Unintentionally is the right word because the people who designed it did not intend for it to be bad information. They chose an approach that resulted in bad information because of the data they chose to train and the steps that they took throughout the process.
Comment on Grok’s “white genocide” obsession came from “unauthorized” prompt edit, xAI says
knightly@pawb.social 10 months ago“Unintentionally” is the wrong word, because it attributes the intent to the model rather than the people who designed it.
Hallucinations are not an accidental side effect, they are the inevitable result of building a multidimensional map of human language use. People hallucinate, lie, dissemble, write fiction, misrepresent reality, etc. Obviously a system that is designed to map out a human-sounding path from a given system prompt to a particular query is going to take those same shortcuts that people used in its training data.
spankmonkey@lemmy.world 10 months ago
ilinamorato@lemmy.world 10 months ago
Honestly a lot of the issues result from null results only existing in the gaps between information (unanswered questions, questions closed as unanswerable, searches that return no results, etc), and thus being nonexistent in training data. Models are therefore predisposed toward giving an answer of any kind, and if one doesn’t exist it’ll make one up.
knightly@pawb.social 10 months ago
Incorrect. The people who designed it did not set out with a goal of producing a bot that reguritates true information. If that’s what they wanted they’d never have used a neural network architecture in the first place.
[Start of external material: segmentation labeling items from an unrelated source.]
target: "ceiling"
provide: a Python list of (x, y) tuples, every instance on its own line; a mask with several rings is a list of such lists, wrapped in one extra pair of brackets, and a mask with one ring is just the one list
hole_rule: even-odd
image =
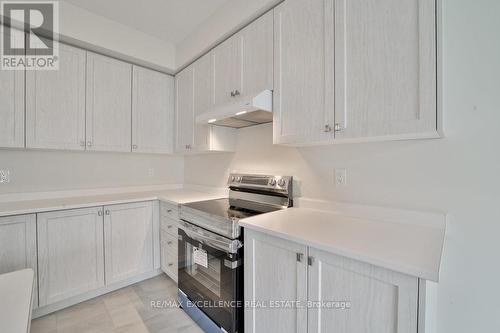
[(64, 0), (177, 44), (228, 0)]

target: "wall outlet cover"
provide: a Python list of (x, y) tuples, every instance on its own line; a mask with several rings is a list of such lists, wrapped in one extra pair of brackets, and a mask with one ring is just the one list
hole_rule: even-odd
[(347, 186), (347, 169), (335, 169), (335, 186)]
[(10, 171), (0, 170), (0, 184), (7, 184), (10, 182)]

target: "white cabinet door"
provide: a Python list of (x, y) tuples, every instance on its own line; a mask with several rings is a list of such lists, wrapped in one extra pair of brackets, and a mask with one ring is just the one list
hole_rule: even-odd
[(0, 274), (31, 268), (35, 272), (33, 308), (38, 307), (36, 216), (0, 218)]
[(129, 152), (132, 65), (87, 53), (87, 150)]
[(336, 139), (436, 137), (435, 0), (335, 0)]
[(134, 66), (132, 151), (171, 154), (174, 150), (174, 78)]
[(309, 255), (309, 300), (332, 303), (309, 309), (308, 332), (417, 332), (416, 277), (312, 248)]
[(59, 44), (59, 70), (26, 72), (26, 147), (85, 150), (85, 51)]
[(210, 150), (210, 125), (196, 124), (196, 117), (213, 106), (212, 53), (198, 59), (193, 65), (194, 75), (194, 148), (197, 151)]
[(273, 90), (273, 11), (241, 31), (243, 45), (241, 94)]
[(102, 207), (38, 214), (40, 306), (104, 286)]
[(189, 152), (193, 146), (193, 73), (193, 66), (190, 66), (175, 76), (175, 145), (180, 153)]
[(242, 49), (243, 40), (238, 33), (212, 51), (215, 105), (233, 102), (232, 92), (241, 94)]
[[(24, 39), (11, 31), (14, 42)], [(24, 71), (0, 70), (0, 147), (24, 148)]]
[(333, 142), (333, 0), (274, 9), (275, 144)]
[(153, 203), (104, 207), (106, 284), (154, 270)]
[[(245, 302), (258, 305), (245, 309), (246, 333), (307, 332), (306, 258), (303, 245), (245, 231)], [(303, 307), (272, 307), (279, 301)]]

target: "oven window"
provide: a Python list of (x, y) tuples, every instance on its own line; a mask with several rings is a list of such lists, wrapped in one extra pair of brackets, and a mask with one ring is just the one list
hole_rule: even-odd
[(212, 293), (221, 297), (221, 265), (223, 258), (217, 258), (210, 253), (208, 257), (208, 267), (196, 264), (194, 262), (195, 247), (186, 242), (186, 266), (184, 270), (198, 283), (210, 290)]

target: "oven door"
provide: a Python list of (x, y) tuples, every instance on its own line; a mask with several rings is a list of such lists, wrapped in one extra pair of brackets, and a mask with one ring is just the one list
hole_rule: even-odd
[(179, 224), (179, 289), (217, 326), (243, 332), (243, 248), (185, 221)]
ilinamorato@lemmy.world 10 months ago
You misunderstand me. I don’t mean that the model has any intent at all. Model designers have no intent to misinform: they designed a machine that produces answers.
True answers or false answers, a neural network is designed to produce an output. Because a null result (“there is no answer to that question”) is very, very rare online, the training data doesn’t include it; meaning that a GPT will almost invariably produce any answer; if a true answer does not exist in its training data, it will simply make one up.
But the designers didn’t intend for it to reproduce misinformation. They intended it to give answers. If a model is trained with the intent to misinform, it will be very, very good at it indeed; because the only training data it will need is literally everything except the correct answer.